Devant plus d’une centaine de participants réunis au Parlement européen à Bruxelles, les Coalitions européennes pour la diversité culturelle ont organisé le 11 février une conférence intitulée « Quelle fiscalité pour les biens et services culturels et audiovisuels à l’ère du numérique ? »
Des membres du Parlement européen et de la Commission européenne ainsi que des représentants du monde de la culture et de l’audiovisuel ont échangé autour des enjeux et des défis que posent le numérique sur la fiscalité des biens culturels et plus généralement sur la contribution des nouveaux acteurs de l’Internet au financement de la création. Des échanges qui ont permis de poser le constat de l’urgence de la modernisation de la fiscalité culturelle et d’esquisser des propositions pour réussir l’intégration des opérateurs du numérique dans le cadre des politiques de soutien à la création.
Panel 1 : Comment intégrer les multinationales du numérique dans la fiscalité et dans l’économie de la création ?
La mondialisation du commerce, et le développement d’internet ont permis l’émergence de multinationales du numérique (pour ne citer que les plus connues : Google, Amazon, Facebook, Apple). Affranchies des frontières territoriales et de législations nationales devenues rapidement obsolètes, ces entreprises ont su profiter de leur éparpillement géographique pour profiter des failles des règlementations fiscales. Et échapper ainsi aux contributions que les Etats européens seraient en droit d’attendre d’elles au regard des importants bénéfices qu’elles génèrent sur leur territoire.
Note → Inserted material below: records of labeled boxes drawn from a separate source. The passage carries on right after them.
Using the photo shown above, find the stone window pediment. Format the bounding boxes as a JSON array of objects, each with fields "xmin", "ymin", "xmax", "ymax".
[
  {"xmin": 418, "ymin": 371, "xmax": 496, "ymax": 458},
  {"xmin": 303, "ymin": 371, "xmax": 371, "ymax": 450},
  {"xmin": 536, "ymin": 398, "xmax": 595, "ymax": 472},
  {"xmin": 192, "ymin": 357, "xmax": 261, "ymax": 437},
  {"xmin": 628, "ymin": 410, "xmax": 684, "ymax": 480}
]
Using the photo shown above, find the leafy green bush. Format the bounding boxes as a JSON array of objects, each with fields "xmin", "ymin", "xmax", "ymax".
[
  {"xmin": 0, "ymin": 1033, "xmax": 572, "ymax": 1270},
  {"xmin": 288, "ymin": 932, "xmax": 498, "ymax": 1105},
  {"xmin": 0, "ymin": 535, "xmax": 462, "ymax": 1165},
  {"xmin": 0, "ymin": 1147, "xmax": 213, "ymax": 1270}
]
Dans l’Union européenne, la perte de revenus due à la fraude et aux stratégies d’optimisation fiscale a été estimée à 1000 milliards d’euros par an. Mais au-delà d’un manque à gagner évident pour des Etats qui ont cruellement besoin de ressources budgétaires, l’optimisation fiscale agressive relève de la concurrence déloyale, vis-à-vis d’entreprises locales et nationales qui s’acquittent de leurs impôts et taxes. Une concurrence déloyale qui n’épargne pas le monde culturel : en effet, ces multinationales ne participent pas non plus aux mécanismes de financement de la création, alors même qu’elles proposent des œuvres culturelles et qu’elles concurrencent les services déjà établis. Cette pratique soulève plus généralement des questions fondamentales, sur l’équité fiscale et la justice sociale.
Alors qu’un groupe de réflexion de haut niveau sur la fiscalité de l’économie numérique a été créé en novembre dernier par le commissaire européen Šemeta et devrait rendre ses conclusions à l’été prochain, le sujet est plus que jamais d’actualité : alors, que peuvent faire les Etats et l’Union européenne ?
Panel 2 : La fiscalité qui pèse sur la culture est-elle la bonne ?
Harmonisée au niveau européen, la réglementation TVA est loin d’être satisfaisante en matière de services numériques (services de vidéo à la demande, musique en ligne, livres numériques, etc), même si elle a pu apporter des améliorations. Le système actuel, selon lequel le lieu d’imposition est celui où le fournisseur est établi, incite des firmes numériques telles qu’Amazon ou iTunes à s’installer au Luxembourg, pays qui dans l’Union affiche le taux de TVA le plus faible.
Il crée de ce fait une concurrence déloyale vis-à-vis des autres pays, et des entreprises qui n’y ont pas établi leur siège social. A ce problème de taille s’ajoute une incohérence dans les textes: le droit européen différencie les taux de TVA selon le type de supports, appliquant par exemple des taux différenciés au livre papier et au livre numérique. Une discrimination qui semble indéfendable au regard de la neutralité technologique, de l’objectif de convergence entre les supports physiques et numériques, et du potentiel de croissance de ce segment de marché.
La réglementation TVA est cependant en passe d’être partiellement réformée : à partir de 2015, la TVA pour les services fournis par voie électronique relèvera du pays où réside l’utilisateur. Une réforme qui devrait résoudre de nombreux problèmes. Mais, en attendant, le secteur culturel souffre de cette législation imparfaite et les Etats n’hésitent pas à adopter des réglementations dérogatoires pour y remédier. La France et le Luxembourg ont ainsi décidé d’appliquer un taux de TVA réduit sur les livres numériques. Une décision pour laquelle la Commission européenne avait ouvert une procédure d’infraction fin 2012.
Cette situation intenable et indéfendable appelle donc l’adoption de solutions concrètes et rapides au niveau européen, avant 2015. Il est urgent de veiller en particulier à ce que les œuvres distribuées sur des supports numériques puissent bénéficier d’une fiscalité spécifique aux biens culturels. Rien ne serait plus nécessaire.